La nouvelle orientation de la politique étrangère russe

MOSCOU – Des soldats de l’Otan défilant lors des commémorations du 8 mai 1945 sur la Place rouge, Moscou acceptant une solution de compromis dans le conflit territorial l’opposant à la Norvège depuis 40 ans, le Premier ministre Vladimir Poutine s’agenouillant devant le mémorial de Katyn, lieu du massacre de milliers d'officiers polonais par la police politique de Staline : autant d’aperçus d’une Russie qu’un journal européen a qualifié de plus affable et accommodante. Mais trois questions viennent immédiatement à l’esprit : Ce changement est-il réel ? Pourquoi intervient-il ? Et comment répondre à la nouvelle politique étrangère de la Russie ?
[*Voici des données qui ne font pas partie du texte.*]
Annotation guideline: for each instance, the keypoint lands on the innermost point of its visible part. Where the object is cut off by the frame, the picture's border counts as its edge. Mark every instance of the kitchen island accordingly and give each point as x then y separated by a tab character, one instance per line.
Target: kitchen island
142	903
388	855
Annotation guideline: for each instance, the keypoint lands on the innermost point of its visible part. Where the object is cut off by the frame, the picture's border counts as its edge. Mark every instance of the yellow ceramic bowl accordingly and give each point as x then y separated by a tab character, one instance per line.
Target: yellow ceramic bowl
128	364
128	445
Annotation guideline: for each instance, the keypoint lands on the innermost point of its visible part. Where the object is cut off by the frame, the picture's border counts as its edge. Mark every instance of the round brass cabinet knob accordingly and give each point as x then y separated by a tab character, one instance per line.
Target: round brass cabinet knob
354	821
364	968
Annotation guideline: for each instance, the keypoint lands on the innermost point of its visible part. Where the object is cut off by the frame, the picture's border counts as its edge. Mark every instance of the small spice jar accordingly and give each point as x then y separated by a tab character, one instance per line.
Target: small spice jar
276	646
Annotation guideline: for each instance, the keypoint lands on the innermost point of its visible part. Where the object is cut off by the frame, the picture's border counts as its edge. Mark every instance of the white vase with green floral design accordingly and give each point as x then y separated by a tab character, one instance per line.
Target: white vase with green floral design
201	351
Dans le cas actuel, les apparences ne sont pas trompeuses. L’attitude de la Russie, en particulier à l’égard des Etats-Unis, a commencé à changer dans le courant de l’année dernière, mais c’est le soutien du Kremlin à une quatrième résolution du Conseil de sécurité des Nations unies sur des sanctions contre l’Iran qui a prouvé qu’aujourd’hui, la Russie entend donner une nouvelle orientation à sa politique étrangère. Les concessions territoriales faites par la Russie dans l’Arctique, l’enjeu du différent qui l’opposait à la Norvège, étaient également un  geste significatif.
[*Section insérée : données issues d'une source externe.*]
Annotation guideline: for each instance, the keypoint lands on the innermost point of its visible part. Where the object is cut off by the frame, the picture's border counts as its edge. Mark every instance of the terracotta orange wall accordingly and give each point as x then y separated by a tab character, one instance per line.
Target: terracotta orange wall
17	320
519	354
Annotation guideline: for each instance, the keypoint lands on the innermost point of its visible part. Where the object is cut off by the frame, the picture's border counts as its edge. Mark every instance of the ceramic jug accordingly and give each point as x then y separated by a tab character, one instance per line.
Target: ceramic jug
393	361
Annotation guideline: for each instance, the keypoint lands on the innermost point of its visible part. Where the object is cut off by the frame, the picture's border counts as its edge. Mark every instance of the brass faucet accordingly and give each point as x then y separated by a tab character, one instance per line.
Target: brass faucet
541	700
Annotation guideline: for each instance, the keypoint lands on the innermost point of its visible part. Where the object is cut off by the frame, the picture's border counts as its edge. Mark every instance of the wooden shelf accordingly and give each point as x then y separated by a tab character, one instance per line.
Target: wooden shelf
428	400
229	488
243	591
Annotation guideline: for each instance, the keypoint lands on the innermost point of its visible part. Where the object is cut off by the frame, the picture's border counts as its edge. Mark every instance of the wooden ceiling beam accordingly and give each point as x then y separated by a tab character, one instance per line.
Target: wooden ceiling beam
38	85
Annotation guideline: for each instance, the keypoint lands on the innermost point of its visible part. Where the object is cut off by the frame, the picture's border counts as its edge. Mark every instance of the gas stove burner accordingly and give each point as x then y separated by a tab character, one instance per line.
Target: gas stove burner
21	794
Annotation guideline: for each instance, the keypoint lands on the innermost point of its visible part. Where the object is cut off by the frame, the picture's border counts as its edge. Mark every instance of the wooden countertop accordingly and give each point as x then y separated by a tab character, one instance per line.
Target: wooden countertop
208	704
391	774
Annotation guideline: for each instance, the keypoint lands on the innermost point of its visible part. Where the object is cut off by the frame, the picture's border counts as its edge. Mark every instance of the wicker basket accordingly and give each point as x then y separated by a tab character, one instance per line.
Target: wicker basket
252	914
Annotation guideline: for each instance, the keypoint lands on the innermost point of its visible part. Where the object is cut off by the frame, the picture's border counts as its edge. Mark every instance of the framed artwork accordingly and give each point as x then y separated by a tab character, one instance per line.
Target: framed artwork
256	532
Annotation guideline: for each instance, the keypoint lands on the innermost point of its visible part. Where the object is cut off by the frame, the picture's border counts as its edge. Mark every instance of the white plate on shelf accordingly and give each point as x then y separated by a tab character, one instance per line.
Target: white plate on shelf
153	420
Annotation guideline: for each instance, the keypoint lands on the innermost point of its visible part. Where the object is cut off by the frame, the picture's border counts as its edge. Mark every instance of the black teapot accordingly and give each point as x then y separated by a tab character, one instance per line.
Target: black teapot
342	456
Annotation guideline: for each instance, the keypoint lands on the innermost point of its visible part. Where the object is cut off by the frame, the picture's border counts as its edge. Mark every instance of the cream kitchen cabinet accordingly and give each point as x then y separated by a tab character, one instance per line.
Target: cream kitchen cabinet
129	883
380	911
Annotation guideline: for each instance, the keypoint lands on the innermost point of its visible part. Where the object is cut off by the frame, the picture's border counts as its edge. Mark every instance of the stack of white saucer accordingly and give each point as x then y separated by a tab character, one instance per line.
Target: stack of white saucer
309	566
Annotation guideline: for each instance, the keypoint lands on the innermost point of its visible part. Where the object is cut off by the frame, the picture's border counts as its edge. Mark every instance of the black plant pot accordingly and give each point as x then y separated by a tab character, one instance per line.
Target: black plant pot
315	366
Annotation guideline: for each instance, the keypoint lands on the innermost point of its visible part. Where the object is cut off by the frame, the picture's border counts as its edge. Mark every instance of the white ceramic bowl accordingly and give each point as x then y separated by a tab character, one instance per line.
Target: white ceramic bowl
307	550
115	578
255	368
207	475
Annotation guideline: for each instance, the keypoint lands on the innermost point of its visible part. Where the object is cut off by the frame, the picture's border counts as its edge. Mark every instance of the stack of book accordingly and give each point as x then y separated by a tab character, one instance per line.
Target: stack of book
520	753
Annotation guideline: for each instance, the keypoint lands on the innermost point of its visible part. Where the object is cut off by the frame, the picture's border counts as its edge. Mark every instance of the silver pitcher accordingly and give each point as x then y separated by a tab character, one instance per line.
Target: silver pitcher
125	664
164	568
La visite de Poutine à Katyn en avril en compagnie de son homologue polonais Donald Tusk était bien sûr avant tout symbolique. Mais des discussions sérieuses avaient été entamées par les deux dirigeants en septembre dernier lors de la visite de Poutine à Gdansk pour commémorer le 70e anniversaire du début de la Seconde guerre mondiale. Et trois jours après l’agenouillement symbolique de Poutine, les experts russes se sont empressés de déterminer les causes de l’accident d’avion dans lequel ont péri le président polonais Lech Kaczynski et de nombreux hauts responsables polonais, tandis que les autorités russes rendaient hommage aux victimes.